Rake Rails Log Stats
There are several log analyzers for all sorts of logs. You can find analyzers for Apache logs, Nginx logs, auth logs, probably fail2ban logs, and on and on. Of course, you can also find several analyzers for Rails logs: Rawk, Rails Analyzer Tools (optionally with the Hodel3000CompliantLogger), Watson, and LogJuicer.
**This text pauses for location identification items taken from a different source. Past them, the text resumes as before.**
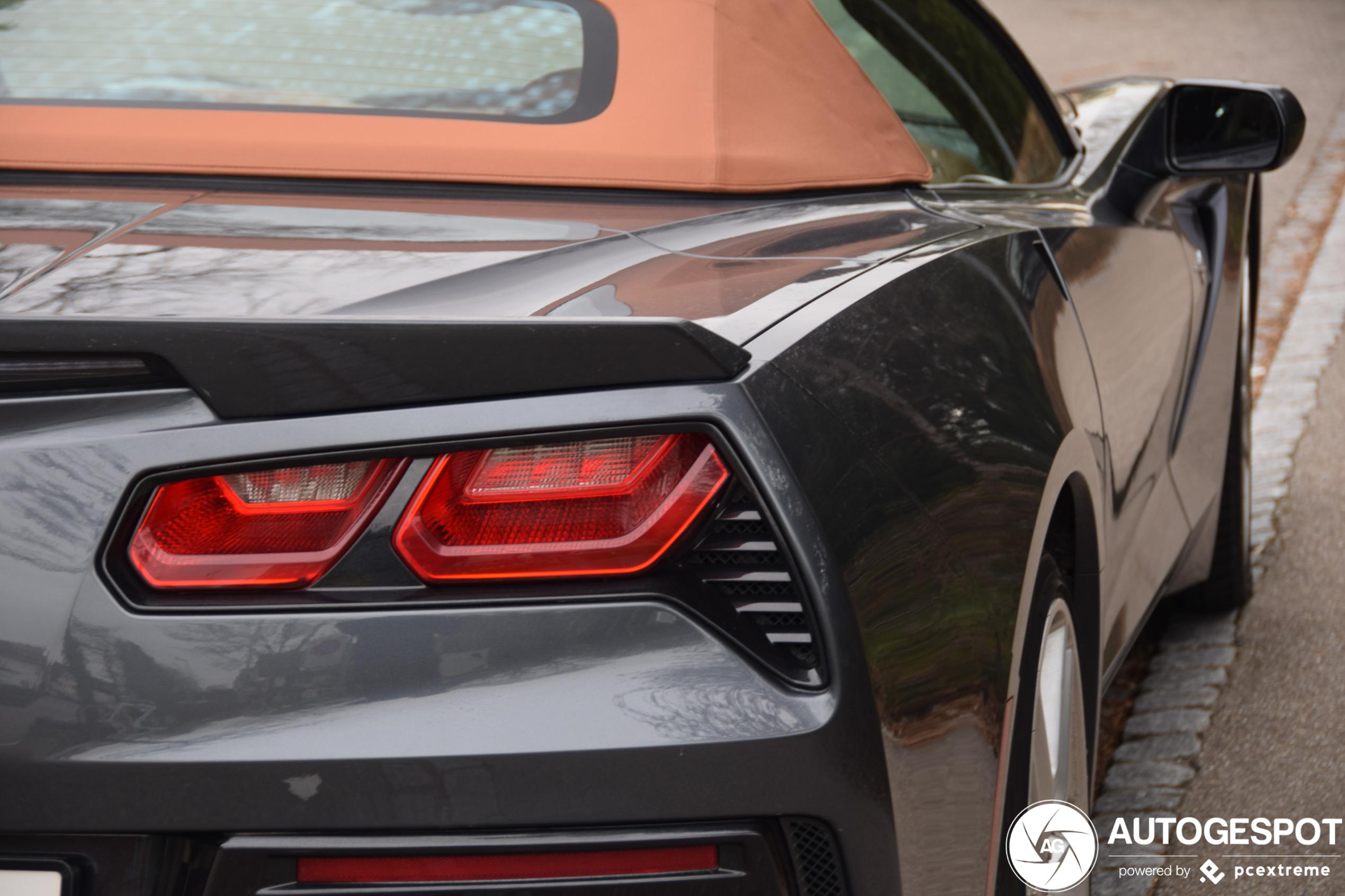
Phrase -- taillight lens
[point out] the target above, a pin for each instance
(258, 530)
(599, 507)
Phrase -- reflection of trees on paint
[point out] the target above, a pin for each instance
(50, 496)
(228, 283)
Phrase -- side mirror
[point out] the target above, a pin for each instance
(1223, 126)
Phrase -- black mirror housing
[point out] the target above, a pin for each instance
(1227, 126)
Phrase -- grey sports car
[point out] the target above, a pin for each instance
(643, 448)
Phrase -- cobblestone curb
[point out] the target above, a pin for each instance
(1290, 390)
(1301, 318)
(1294, 245)
(1161, 742)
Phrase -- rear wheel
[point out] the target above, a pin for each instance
(1050, 755)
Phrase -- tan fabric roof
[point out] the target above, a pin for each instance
(733, 96)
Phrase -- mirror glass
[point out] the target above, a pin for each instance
(1224, 129)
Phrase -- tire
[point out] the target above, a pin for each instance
(1050, 758)
(1230, 583)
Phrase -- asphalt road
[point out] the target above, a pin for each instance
(1277, 742)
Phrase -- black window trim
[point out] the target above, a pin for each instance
(1067, 141)
(596, 86)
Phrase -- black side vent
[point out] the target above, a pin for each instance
(817, 865)
(37, 374)
(740, 558)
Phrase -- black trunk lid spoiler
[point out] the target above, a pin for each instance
(282, 367)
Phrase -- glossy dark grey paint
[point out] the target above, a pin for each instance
(934, 375)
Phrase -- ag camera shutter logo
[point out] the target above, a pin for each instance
(1052, 845)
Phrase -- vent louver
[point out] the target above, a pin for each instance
(740, 558)
(817, 865)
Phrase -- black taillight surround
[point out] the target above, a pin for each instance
(370, 575)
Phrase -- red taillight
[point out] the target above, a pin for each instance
(258, 530)
(580, 508)
(335, 870)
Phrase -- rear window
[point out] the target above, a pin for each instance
(518, 59)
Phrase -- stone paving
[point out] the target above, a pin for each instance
(1162, 739)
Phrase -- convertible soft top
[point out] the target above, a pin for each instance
(731, 96)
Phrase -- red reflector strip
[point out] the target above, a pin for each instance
(350, 870)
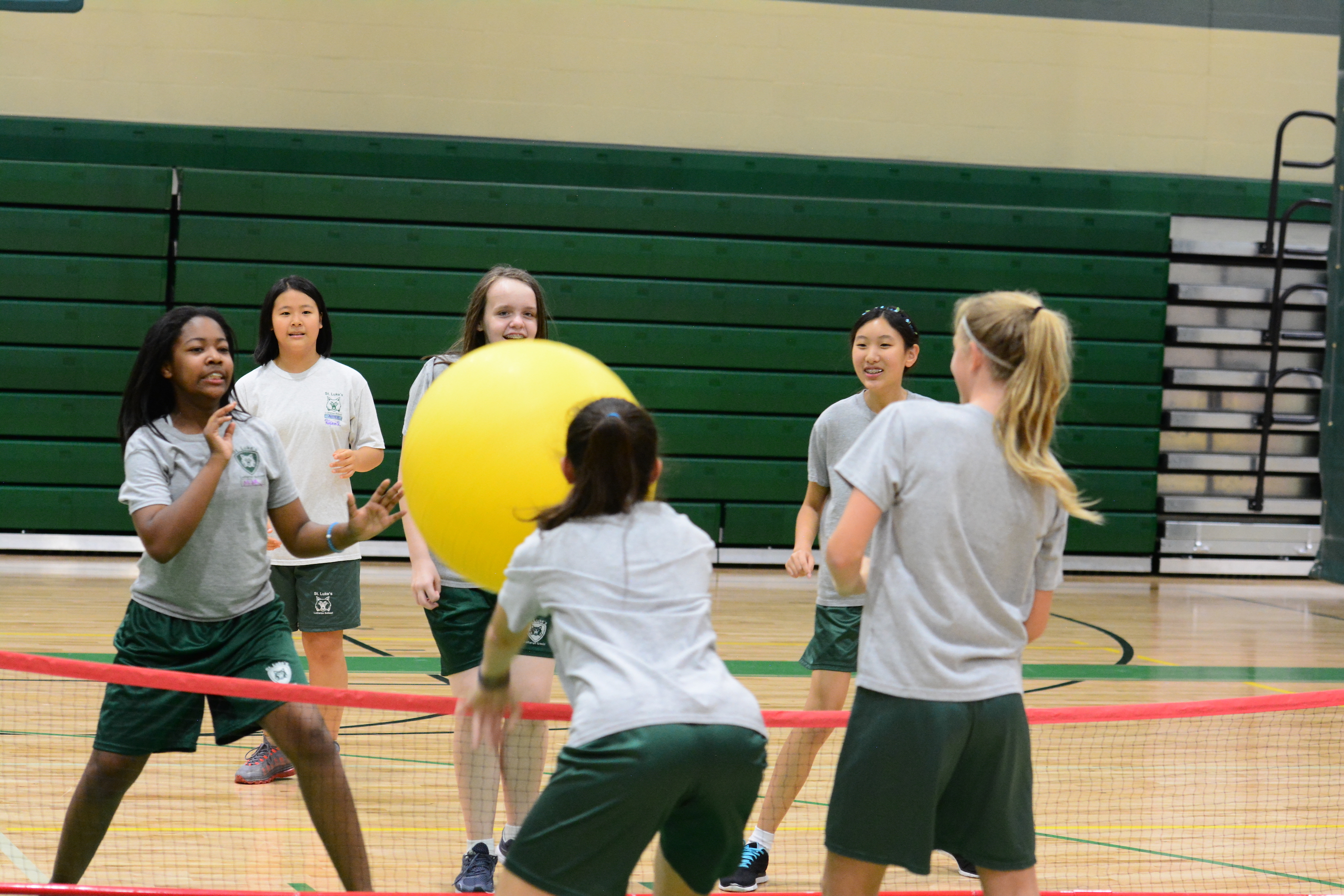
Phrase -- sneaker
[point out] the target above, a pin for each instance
(264, 765)
(965, 867)
(750, 871)
(478, 875)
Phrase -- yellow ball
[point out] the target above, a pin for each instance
(484, 448)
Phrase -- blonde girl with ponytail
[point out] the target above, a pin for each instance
(967, 511)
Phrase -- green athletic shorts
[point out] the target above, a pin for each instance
(917, 775)
(835, 640)
(459, 625)
(693, 785)
(319, 597)
(135, 722)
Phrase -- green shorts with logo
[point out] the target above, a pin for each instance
(693, 785)
(459, 625)
(917, 775)
(135, 722)
(835, 640)
(319, 597)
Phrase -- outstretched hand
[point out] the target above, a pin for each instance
(375, 516)
(220, 433)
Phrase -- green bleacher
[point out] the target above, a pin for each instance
(721, 288)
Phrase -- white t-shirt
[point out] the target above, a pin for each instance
(319, 412)
(963, 546)
(629, 602)
(832, 436)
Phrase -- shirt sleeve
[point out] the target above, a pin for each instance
(873, 465)
(818, 470)
(519, 597)
(1050, 559)
(422, 382)
(365, 431)
(146, 484)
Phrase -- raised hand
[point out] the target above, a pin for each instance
(800, 563)
(220, 433)
(375, 516)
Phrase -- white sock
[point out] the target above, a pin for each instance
(488, 841)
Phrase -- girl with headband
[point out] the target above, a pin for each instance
(965, 512)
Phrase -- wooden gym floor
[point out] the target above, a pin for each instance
(1244, 804)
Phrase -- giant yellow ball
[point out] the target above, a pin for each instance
(484, 448)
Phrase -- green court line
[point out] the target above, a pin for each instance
(1207, 862)
(1033, 671)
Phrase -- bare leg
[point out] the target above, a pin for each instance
(846, 876)
(326, 652)
(667, 882)
(105, 781)
(523, 754)
(1010, 883)
(510, 884)
(800, 749)
(299, 731)
(478, 769)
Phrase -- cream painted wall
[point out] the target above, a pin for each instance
(758, 76)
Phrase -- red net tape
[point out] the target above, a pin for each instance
(1209, 797)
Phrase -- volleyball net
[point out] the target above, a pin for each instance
(1214, 797)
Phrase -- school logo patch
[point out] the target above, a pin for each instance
(248, 458)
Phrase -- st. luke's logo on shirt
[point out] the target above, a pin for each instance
(250, 461)
(334, 417)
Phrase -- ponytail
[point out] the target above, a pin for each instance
(613, 447)
(1030, 349)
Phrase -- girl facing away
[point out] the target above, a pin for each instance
(328, 426)
(967, 513)
(506, 304)
(663, 739)
(202, 477)
(883, 345)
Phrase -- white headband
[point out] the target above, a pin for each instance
(986, 351)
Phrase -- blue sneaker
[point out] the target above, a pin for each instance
(264, 765)
(750, 871)
(478, 875)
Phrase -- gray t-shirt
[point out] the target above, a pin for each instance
(433, 369)
(629, 602)
(957, 556)
(832, 436)
(224, 570)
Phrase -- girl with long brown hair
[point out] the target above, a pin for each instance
(506, 304)
(967, 512)
(664, 741)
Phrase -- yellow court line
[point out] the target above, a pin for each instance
(1256, 684)
(1139, 656)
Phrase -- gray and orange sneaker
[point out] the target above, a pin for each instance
(264, 765)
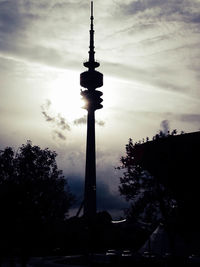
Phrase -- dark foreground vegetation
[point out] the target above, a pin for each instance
(160, 180)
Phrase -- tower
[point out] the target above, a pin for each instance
(91, 79)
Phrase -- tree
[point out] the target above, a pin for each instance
(33, 192)
(151, 200)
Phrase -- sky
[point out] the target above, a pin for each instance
(149, 55)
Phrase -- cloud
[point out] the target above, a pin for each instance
(57, 121)
(190, 118)
(59, 135)
(105, 199)
(83, 120)
(165, 126)
(179, 10)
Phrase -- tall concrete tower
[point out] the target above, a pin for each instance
(91, 79)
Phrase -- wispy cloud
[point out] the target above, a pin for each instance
(57, 121)
(83, 120)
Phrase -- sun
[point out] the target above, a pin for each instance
(64, 95)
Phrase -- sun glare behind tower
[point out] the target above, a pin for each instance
(91, 79)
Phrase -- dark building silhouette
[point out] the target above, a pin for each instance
(174, 161)
(91, 79)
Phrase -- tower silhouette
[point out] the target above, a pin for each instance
(91, 79)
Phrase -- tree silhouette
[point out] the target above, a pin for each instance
(34, 195)
(151, 200)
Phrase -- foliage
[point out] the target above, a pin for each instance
(150, 200)
(33, 192)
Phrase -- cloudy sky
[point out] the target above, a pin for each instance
(149, 55)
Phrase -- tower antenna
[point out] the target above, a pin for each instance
(91, 79)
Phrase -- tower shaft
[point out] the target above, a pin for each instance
(91, 79)
(90, 168)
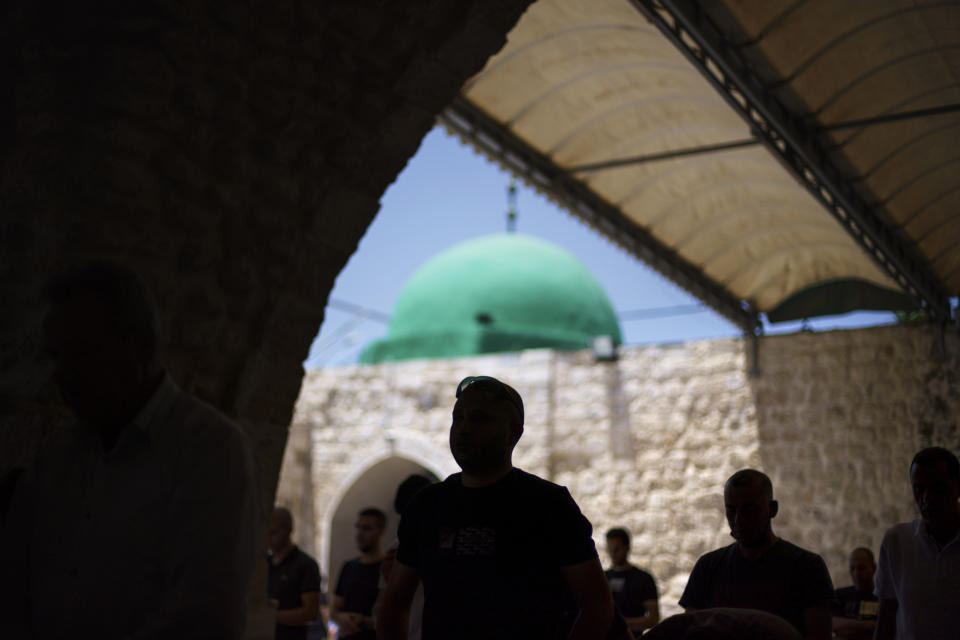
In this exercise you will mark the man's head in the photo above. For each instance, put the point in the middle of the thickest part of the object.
(935, 477)
(101, 331)
(618, 546)
(281, 526)
(487, 424)
(862, 568)
(370, 525)
(749, 503)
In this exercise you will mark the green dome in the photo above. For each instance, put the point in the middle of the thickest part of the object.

Today, all I wanted to know was the average requests per second for our production app. “I’m sure someone has written a rake or sake task to do this already,” I thought, as I typed my search in to YubNub. I was wrong. As far as I can tell from a bit of googling, no one has freakin’ done it. So, I did.
Give Me the Goods
A simple rake task for getting the mean, median, and mode requests per second in your production log:
namespace :log do
desc 'Show average reqs/sec'
task :reqs_stats do
puts 'Parsing log/production.log...'
# Log Analyzing Task
log = File.open("#{RAILS_ROOT}/log/production.log")
reqs_per_sec = []
log.each_line do |line|
parts = line.scan(/(\d+)(\sreqs\/sec)/)
# There should only be one match per line... right?
reqs_per_sec << parts[0][0].to_i unless parts[0].nil?
end
# Find the mode
nums = {}
reqs_per_sec.each do |r|
unless nums.include?(r)
nums[r] ||= 0
nums[r] += 1
end
end
mode = nums.sort {|a, b| a[1] <=> b[1] }.last[0]
sum = reqs_per_sec.inject {|sum, x| sum + x }
puts sprintf("%-7s %d reqs/sec", 'Mean:', sum/reqs_per_sec.size)
puts sprintf("%-7s %d reqs/sec", 'Median:', reqs_per_sec[(reqs_per_sec.size/2).to_i])
puts sprintf("%-7s %d reqs/sec", 'Mode:', mode)
end
end
As you can tell, it’s pretty simple. Read each line of the production log, parse out the number next to ‘reqs/sec’, throw them in an array. Calculate.
Dude, You Can Do Better
It could be better. For instance, I could scope it by environment. That wouldn’t be too difficult, as several rake tasks do this already. However, I would argue that parsing the development log is rarely necessary, nor is it all that useful. I could probably move each calculation (mean, median, and mode) to separate tasks, so that you can choose to call just one. When would you want to call just one, though?
The first improvement I would make would be to mold it into a useable sake task. Mostly, this would mean simply allowing it to take a file as an argument, which is simple enough. I will probably do this sooner rather than later. I promise I’ll post it.
What would you do to improve it? I’m not an expert of anything. I can always learn more, and would greatly appreciate some schooling. (Or, at least suggestions.) So bring it on.